Seni tanıyorum, oradaydın sen!
Gülüşlerimiz, hüzünlerimiz sende.
Son sözüm:
‘Sana
bağımlı olan yüzlere dön ne olur bir piksel uzaktan bak!’
Yeni Aşkımız: Selfie!
Ön kamerayla
fotoğraf çekmek ileriki zamanlarda bu kadar ilgi çekeceği hiç aklıma
gelmemişti.
Peki neden
insanlar bu kadar hayranlık gösteriyor buna? Merakımı giderecek örnekler beni
gerçeğe götüremedi ne yazık ki.
Mantığını
bulamadım yani.
Şöyle bir
şey düşünülebilir; cep telefonuyla çekilen bu görüntü türünün (Selfie), cep
telefonları üzerinden gelen bir nedeni vardır illaki yada gelişen teknolojinin,
naylon mutlulukların filan vardır yani ilgisi.
Durup biraz
sorguluyorsan sende bendensin kardeşim!
Şöyle sormak
lazım ‘Sorguladınız mı yoksa ön kamerayı mı açtınız?’
Mesela ben
ikisini de yapanlardanım.
Çevremde ise
örneklerini bol bol buluyorum merak etmeyin, sizde de durum öyledir eminim.
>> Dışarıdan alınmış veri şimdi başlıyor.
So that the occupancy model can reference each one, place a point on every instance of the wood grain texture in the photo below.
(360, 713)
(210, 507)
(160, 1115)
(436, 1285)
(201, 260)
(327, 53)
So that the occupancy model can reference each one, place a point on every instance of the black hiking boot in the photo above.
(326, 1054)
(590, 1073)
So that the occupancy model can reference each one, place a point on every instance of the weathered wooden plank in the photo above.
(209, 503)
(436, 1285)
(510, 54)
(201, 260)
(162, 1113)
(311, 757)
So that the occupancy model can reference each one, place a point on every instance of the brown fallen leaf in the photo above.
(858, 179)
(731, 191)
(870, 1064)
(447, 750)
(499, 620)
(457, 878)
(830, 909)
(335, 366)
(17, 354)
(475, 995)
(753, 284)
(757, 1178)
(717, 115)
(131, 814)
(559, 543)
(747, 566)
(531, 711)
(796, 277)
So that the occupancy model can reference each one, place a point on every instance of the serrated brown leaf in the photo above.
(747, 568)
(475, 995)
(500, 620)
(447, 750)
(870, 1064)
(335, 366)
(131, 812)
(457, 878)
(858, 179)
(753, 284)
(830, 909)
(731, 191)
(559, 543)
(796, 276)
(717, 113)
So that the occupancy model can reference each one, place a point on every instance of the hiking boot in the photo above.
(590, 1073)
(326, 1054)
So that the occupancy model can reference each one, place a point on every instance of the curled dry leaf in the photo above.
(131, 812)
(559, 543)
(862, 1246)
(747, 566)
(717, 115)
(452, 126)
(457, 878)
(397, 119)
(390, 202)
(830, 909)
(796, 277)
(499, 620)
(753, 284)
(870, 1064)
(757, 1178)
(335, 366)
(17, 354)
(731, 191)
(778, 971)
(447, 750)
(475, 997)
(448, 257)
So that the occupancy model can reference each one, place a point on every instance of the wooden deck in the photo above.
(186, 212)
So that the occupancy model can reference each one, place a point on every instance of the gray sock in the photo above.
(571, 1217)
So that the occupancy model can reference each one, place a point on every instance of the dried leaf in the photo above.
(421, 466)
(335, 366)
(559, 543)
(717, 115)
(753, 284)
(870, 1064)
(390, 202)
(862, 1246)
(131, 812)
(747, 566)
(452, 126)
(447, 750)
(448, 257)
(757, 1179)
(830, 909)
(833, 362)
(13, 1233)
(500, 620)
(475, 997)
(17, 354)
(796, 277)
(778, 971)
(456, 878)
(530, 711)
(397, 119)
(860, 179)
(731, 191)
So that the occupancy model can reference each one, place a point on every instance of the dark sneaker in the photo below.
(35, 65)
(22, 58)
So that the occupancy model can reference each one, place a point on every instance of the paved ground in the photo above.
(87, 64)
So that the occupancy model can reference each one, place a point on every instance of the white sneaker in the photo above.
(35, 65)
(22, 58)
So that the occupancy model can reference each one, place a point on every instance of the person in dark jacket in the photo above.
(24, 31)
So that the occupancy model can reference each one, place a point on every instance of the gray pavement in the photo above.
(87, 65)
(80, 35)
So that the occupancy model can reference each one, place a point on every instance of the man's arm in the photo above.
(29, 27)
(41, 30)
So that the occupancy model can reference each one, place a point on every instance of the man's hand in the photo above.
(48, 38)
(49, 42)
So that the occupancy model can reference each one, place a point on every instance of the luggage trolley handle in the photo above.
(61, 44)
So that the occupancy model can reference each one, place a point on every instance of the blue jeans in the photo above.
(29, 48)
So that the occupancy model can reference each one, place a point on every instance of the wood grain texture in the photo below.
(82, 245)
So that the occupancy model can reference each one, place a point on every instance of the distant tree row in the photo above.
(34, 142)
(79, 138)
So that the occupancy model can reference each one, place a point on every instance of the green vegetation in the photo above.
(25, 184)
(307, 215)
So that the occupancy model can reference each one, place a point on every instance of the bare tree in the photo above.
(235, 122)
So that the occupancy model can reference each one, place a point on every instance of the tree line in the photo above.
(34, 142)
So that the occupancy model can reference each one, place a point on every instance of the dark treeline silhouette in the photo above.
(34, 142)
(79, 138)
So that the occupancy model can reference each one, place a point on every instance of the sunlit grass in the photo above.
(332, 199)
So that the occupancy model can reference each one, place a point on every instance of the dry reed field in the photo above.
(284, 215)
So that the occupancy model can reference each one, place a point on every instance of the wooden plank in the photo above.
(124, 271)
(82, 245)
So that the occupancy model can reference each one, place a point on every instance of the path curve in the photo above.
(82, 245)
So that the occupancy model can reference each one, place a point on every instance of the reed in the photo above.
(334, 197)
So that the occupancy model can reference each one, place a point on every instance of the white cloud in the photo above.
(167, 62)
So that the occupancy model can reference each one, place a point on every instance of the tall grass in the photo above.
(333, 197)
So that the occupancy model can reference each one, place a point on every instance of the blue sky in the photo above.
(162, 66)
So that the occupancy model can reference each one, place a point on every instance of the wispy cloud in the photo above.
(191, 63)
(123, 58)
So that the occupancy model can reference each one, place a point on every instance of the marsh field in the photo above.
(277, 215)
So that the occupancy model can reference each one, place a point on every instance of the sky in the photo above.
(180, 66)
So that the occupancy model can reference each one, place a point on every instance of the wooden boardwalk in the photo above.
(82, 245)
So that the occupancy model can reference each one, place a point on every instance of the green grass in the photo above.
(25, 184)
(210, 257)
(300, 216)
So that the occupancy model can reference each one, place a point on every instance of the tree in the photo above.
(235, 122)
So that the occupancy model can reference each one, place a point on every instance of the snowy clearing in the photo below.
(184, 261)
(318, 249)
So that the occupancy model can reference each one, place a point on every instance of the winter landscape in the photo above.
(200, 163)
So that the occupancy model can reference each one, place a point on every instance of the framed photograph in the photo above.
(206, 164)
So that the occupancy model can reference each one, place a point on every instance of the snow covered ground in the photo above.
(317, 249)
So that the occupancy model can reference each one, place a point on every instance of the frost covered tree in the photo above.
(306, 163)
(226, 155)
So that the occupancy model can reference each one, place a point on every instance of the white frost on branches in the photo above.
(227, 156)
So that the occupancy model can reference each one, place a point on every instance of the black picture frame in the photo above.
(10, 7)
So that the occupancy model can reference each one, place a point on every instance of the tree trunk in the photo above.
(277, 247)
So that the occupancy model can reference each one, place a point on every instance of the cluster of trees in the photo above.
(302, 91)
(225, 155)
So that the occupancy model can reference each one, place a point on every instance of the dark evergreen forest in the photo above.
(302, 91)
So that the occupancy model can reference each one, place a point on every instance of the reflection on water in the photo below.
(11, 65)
Hollywood’la Gelen Popülerlik
Belki ilk değildi o ama bir
görüntüyle milyonların alışkanlığını değiştireceğini bilmiyordu o yıldızlar. O
dünyanın konuştuğu en pahalı Selfie fotoğrafında bikaç ismi hemen tanıdım.
Açlık Oyunları isimli kitaptan
uyarlanan sinema filmiyle yıldızı daha da parlayan Jennifer Lawrence’ ı gördüm
sol tarafta. Sonra ise arkalarda artık
herkesin tanıdığı, bildiği Brad Pitt görülüyordu. En pahalı Selfie işte sana!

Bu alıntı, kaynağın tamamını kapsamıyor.